The United States recorded the highest-ever monthly exports total for U.S. ethanol in February 2018 at 218.7 million gallons, according to data from the U.S. Department of Agriculture. February sales bring U.S. ethanol exports to nearly 768 million gallons thus far in the 2017/2018 marketing year (September 2017-February 2018), a 6 percent increase over last year’s record-setting pace.
Brazil applied a 20 percent tariff in September 2017 on all imports of ethanol after a 600 million liter (158.5 million gallon) tariff rate quota (TRQ). Even with the full tariff applied, 103 million gallons of U.S. ethanol were shipped to Brazil in the month of February—the most ethanol exports to Brazil in a single month. Overall, Brazil has imported nearly 253 million gallons of U.S. ethanol this marketing year.

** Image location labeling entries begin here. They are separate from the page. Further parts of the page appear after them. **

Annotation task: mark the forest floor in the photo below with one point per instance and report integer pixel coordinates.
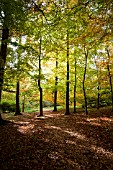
(58, 142)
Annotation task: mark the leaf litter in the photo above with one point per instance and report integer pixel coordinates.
(58, 142)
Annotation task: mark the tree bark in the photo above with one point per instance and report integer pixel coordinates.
(67, 83)
(39, 81)
(98, 87)
(17, 111)
(110, 79)
(84, 91)
(3, 54)
(55, 92)
(75, 90)
(23, 103)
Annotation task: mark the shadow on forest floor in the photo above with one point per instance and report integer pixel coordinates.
(58, 142)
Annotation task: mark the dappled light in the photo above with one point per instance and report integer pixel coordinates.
(75, 141)
(102, 151)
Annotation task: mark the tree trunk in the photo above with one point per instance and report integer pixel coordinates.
(39, 81)
(23, 103)
(110, 79)
(98, 87)
(55, 92)
(17, 111)
(75, 90)
(84, 91)
(67, 83)
(3, 54)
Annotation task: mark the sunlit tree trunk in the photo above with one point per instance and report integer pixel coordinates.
(84, 77)
(3, 54)
(55, 92)
(98, 86)
(67, 80)
(23, 103)
(75, 89)
(110, 78)
(17, 111)
(39, 81)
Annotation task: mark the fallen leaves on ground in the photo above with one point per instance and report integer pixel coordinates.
(58, 142)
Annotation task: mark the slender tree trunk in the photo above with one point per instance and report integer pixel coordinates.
(17, 111)
(98, 87)
(84, 91)
(110, 79)
(55, 92)
(75, 90)
(67, 83)
(3, 54)
(23, 103)
(39, 81)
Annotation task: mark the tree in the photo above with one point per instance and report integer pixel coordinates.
(9, 18)
(55, 91)
(110, 77)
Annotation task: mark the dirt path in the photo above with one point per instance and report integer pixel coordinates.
(58, 142)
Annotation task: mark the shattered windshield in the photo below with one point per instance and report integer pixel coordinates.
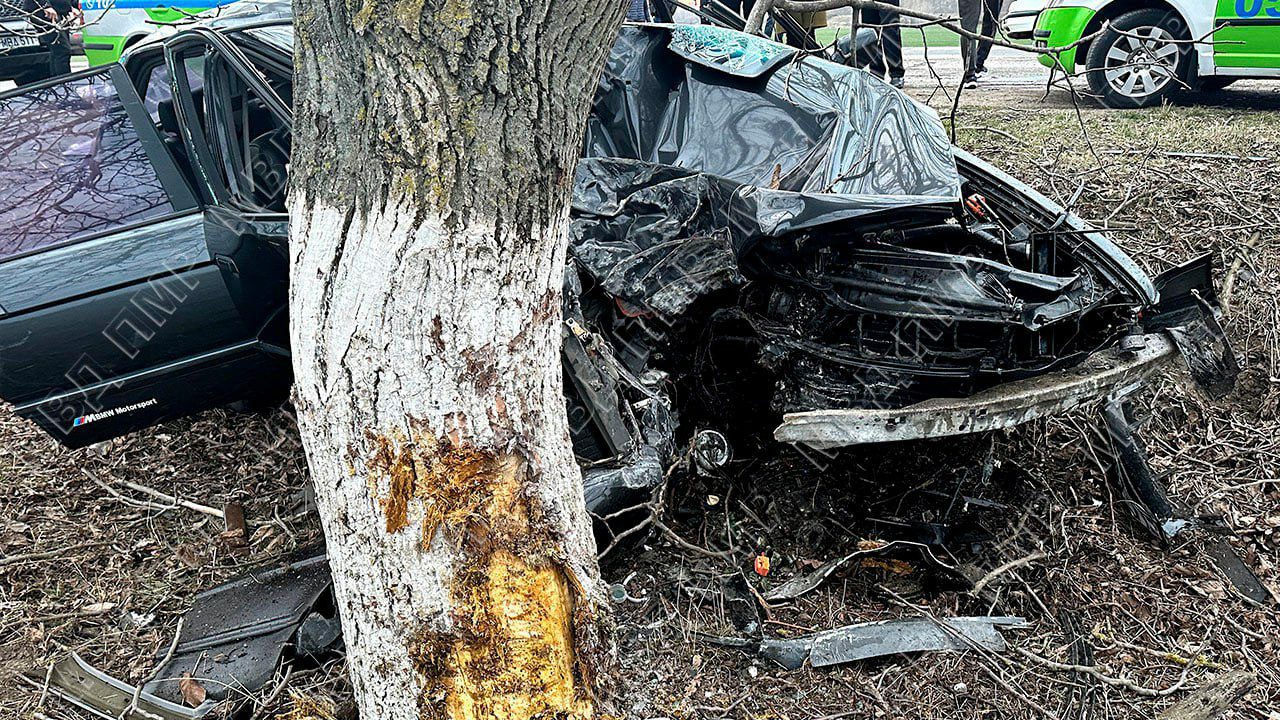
(72, 164)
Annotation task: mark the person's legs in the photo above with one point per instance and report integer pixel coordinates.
(891, 41)
(970, 19)
(59, 59)
(990, 27)
(876, 53)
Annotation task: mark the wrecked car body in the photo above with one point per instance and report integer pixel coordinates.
(762, 241)
(790, 236)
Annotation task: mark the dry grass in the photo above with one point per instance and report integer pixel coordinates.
(1157, 619)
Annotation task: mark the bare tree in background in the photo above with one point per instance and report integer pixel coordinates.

“Inter-harvest sugar shortages in Brazil have raised domestic ethanol prices and opened the market even further to U.S. imports,” said Mike Dwyer, U.S. Grains Council chief economist. “Continued sales despite the restrictive TRQ demonstrate how the Brazilian market values U.S. ethanol.”
Canada ranks as the second largest importer of U.S. ethanol halfway through the 2017/2018 marketing year at nearly 152 million gallons. The Council continues to support provincial and national policies in Canada that expand biofuels mandates to E10.

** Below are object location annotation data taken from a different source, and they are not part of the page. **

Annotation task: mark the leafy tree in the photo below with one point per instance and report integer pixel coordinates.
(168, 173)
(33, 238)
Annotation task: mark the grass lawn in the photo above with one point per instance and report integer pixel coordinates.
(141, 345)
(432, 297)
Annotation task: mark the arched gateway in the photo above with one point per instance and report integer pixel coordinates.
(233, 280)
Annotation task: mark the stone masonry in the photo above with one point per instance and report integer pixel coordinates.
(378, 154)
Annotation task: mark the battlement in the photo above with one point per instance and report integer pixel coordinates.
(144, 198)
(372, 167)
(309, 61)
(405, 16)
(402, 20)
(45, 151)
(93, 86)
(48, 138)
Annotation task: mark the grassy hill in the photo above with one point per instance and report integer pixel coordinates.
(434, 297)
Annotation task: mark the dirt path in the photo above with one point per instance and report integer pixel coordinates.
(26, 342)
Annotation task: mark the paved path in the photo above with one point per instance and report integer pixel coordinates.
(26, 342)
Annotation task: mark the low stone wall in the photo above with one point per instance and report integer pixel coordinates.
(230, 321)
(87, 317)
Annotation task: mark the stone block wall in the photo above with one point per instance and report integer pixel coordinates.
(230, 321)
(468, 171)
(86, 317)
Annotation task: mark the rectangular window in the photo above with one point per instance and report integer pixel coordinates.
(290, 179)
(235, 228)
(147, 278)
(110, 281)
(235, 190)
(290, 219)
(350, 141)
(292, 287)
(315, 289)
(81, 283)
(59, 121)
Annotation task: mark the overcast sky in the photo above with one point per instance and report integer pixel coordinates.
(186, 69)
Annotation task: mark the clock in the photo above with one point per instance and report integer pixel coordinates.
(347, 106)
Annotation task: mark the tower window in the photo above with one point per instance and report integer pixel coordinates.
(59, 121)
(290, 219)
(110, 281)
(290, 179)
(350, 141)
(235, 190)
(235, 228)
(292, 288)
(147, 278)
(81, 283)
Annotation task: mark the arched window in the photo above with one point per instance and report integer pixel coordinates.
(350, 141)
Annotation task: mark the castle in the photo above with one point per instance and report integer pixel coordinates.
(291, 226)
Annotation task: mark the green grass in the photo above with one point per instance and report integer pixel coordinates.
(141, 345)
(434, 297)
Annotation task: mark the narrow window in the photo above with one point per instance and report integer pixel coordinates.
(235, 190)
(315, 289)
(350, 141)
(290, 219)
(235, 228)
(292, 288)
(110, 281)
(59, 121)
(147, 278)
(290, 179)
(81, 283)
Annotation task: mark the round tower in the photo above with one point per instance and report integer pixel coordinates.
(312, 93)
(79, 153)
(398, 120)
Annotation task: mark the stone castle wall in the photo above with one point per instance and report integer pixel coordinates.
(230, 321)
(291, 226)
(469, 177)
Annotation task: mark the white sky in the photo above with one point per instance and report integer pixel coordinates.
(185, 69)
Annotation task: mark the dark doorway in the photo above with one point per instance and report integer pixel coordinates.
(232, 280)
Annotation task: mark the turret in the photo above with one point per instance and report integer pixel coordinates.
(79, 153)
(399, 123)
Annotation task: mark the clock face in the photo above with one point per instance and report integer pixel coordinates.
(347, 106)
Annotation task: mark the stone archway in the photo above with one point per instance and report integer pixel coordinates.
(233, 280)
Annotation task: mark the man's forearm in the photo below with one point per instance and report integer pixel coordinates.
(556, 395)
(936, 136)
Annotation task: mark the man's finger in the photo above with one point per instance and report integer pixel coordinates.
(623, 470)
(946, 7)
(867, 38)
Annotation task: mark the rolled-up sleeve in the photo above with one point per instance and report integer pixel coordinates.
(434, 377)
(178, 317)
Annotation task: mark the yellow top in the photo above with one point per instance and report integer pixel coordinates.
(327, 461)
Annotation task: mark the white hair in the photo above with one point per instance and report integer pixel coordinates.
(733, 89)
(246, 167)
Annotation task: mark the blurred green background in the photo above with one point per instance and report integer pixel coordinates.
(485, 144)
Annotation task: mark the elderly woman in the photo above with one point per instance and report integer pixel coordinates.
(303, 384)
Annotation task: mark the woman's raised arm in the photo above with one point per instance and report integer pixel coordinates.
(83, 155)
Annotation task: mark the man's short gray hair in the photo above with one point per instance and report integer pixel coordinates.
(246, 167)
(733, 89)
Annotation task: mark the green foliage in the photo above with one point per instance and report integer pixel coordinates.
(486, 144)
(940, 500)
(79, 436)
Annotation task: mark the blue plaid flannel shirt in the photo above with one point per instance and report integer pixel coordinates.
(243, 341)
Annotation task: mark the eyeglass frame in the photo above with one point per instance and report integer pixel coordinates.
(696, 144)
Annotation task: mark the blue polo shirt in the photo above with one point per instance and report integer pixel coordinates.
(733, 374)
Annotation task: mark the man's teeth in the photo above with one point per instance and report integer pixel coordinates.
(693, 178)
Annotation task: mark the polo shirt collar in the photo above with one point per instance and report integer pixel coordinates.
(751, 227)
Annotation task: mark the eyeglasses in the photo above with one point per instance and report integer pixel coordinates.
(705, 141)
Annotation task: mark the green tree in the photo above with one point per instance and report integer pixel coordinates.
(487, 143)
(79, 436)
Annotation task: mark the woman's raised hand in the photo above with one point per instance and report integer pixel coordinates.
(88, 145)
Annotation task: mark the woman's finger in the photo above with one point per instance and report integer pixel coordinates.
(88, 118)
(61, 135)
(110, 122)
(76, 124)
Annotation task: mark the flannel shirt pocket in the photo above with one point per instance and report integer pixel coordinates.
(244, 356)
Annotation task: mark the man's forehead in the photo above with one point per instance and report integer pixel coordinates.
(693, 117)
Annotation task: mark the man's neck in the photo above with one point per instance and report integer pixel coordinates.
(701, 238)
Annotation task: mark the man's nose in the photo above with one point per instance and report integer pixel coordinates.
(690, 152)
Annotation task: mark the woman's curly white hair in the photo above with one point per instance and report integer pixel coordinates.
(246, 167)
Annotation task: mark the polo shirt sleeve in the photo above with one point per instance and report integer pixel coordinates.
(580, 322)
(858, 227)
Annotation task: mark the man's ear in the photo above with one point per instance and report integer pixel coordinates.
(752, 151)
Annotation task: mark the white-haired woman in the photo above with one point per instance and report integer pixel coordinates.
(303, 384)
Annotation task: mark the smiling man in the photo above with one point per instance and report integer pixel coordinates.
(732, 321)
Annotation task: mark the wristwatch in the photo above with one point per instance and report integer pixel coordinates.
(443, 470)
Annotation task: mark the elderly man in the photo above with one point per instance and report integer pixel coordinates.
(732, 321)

India, which currently only imports ethanol for industrial uses like textiles and agrochemicals, increased U.S. ethanol imports 24 percent year-over-year to 83 million gallons. And, despite ongoing trade tension between the U.S. and Chinese governments and tariffs on the U.S. biofuel, China increased ethanol exports 18 percent over the previous year to 57.7 million gallons.

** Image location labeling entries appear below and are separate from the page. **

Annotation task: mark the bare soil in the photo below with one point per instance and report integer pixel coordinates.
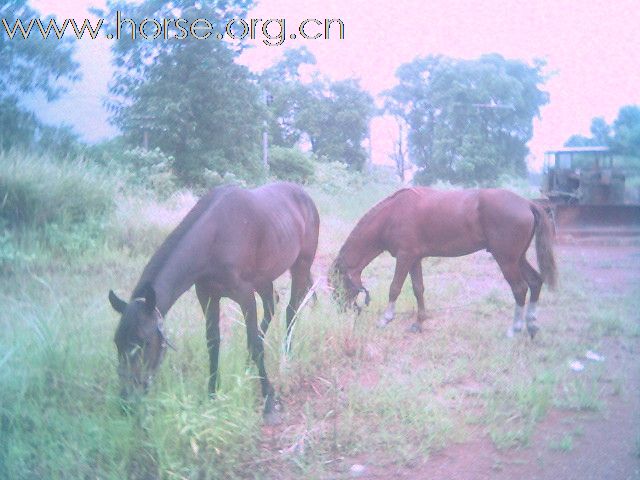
(602, 445)
(608, 446)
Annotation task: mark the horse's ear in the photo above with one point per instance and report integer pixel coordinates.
(117, 304)
(149, 297)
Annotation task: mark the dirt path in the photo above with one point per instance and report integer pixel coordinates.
(603, 445)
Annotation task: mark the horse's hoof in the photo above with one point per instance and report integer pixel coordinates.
(272, 411)
(415, 328)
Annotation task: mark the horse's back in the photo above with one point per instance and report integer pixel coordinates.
(457, 222)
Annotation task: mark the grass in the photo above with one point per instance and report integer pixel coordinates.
(563, 444)
(350, 390)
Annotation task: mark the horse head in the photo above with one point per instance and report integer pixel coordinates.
(347, 286)
(139, 339)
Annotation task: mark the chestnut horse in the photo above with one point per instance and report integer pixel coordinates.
(414, 223)
(234, 242)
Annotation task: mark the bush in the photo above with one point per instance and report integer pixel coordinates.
(290, 164)
(35, 191)
(150, 169)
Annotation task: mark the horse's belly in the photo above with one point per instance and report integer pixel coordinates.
(452, 244)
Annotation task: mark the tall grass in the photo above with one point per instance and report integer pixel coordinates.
(349, 389)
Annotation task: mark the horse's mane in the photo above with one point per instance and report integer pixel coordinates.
(159, 258)
(367, 217)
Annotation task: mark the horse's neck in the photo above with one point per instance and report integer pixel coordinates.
(178, 273)
(361, 249)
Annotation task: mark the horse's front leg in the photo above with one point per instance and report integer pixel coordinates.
(256, 348)
(268, 305)
(210, 303)
(403, 264)
(418, 290)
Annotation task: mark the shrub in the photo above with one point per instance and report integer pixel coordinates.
(290, 164)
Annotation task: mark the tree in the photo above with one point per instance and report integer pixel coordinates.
(469, 120)
(29, 65)
(188, 97)
(600, 131)
(336, 120)
(288, 96)
(334, 116)
(626, 131)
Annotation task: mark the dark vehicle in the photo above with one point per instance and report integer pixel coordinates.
(585, 193)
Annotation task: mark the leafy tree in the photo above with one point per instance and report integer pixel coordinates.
(600, 131)
(28, 66)
(188, 97)
(469, 120)
(287, 96)
(626, 131)
(336, 120)
(333, 116)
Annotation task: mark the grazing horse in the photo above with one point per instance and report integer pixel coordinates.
(414, 223)
(234, 242)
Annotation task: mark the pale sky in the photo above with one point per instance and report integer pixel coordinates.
(591, 45)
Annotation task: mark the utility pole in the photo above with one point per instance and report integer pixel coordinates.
(268, 100)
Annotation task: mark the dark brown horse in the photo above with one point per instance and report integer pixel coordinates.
(414, 223)
(234, 242)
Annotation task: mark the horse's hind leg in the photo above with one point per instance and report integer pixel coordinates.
(534, 280)
(403, 264)
(300, 284)
(512, 273)
(266, 294)
(210, 303)
(418, 290)
(247, 301)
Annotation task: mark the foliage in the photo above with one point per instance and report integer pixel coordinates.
(188, 97)
(33, 65)
(336, 121)
(622, 136)
(290, 164)
(469, 120)
(287, 96)
(626, 131)
(332, 116)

Smaller importers of U.S. ethanol have also increased their purchases. The European Union jumped purchases significantly to 41.8 million gallons year-to-date, while U.S. exports of ethanol to Singapore increased 309 percent year-over-year to 31.1 million gallons thus far in the marketing year. Both markets are widely used as transhipment points, with ethanol sold to the European Union largely transhipped to the Middle East and exports to Singapore shipped to other markets in Asia.
The record-setting pace of U.S. ethanol exports demonstrates not only the value of ethanol in the global fuel market but also the importance of continuing the Council’s work to promote ethanol around the world along with industry partners. Aided by its intensifying market development efforts, the Council is optimistic the United States could once again set new ethanol exports records by the end of the 2017/2018 marketing year.